Perhaps most understandable is that we are all learners and teachers. We all have something to share and to gain from such interactions. As we go through life, it becomes important see that Grandparents and youth (children, grandchildren and great grandchildren) most often have ‘fun’ together, can find out more about new skills and activities, and can share with each other. The importance of an attitude of ‘grace’ between the generations is what is needed to make the intergenerational programming a stronger component of our lives. It will enrich us and truly begin to build a sense of who we really are as people.

Examples of Intergenerational Programs

Young Serving Old: Friendly visiting in homes or senior living facilities; home services; teaching computer skills or English as a second language; and service learning projects such as oral histories.

Older Adults Serving the Young: Mentoring programs; child care centers with older adult staff or volunteers; teen parenting guidance; tutoring and telephone reassurance.

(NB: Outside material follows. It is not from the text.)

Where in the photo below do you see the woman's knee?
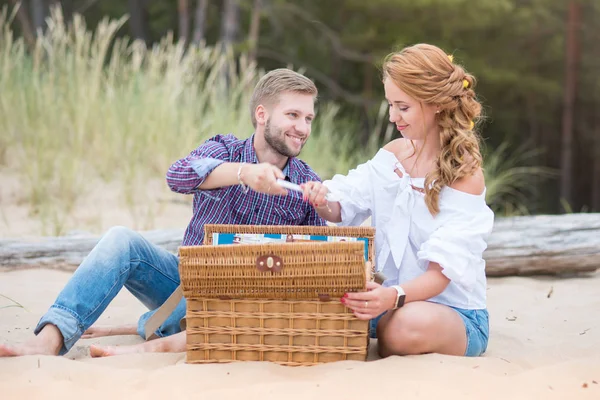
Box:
[377,304,435,357]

Older Adults and the Young Serving Together: Performing/visual arts programs; family support programs; environmental preservation and community service.

Older Adults and the Young Sharing Sites: Intergenerational community centers; childcare centers in senior housing and senior centers in schools and libraries.

[http://www.gu.org – FACT SHEET: The Benefits of Intergenerational Programs]

Some of these examples seem reasonable, some may be a bit of a stretch and some may seem extremely intrusive and impossible. However, as we often say – “Nothing ventured, nothing gained!” Intergenerational programming requires work and ongoing choices on both sides of the fence.

Any ideas? Come along and share them - it might be interesting as to what will work in this area.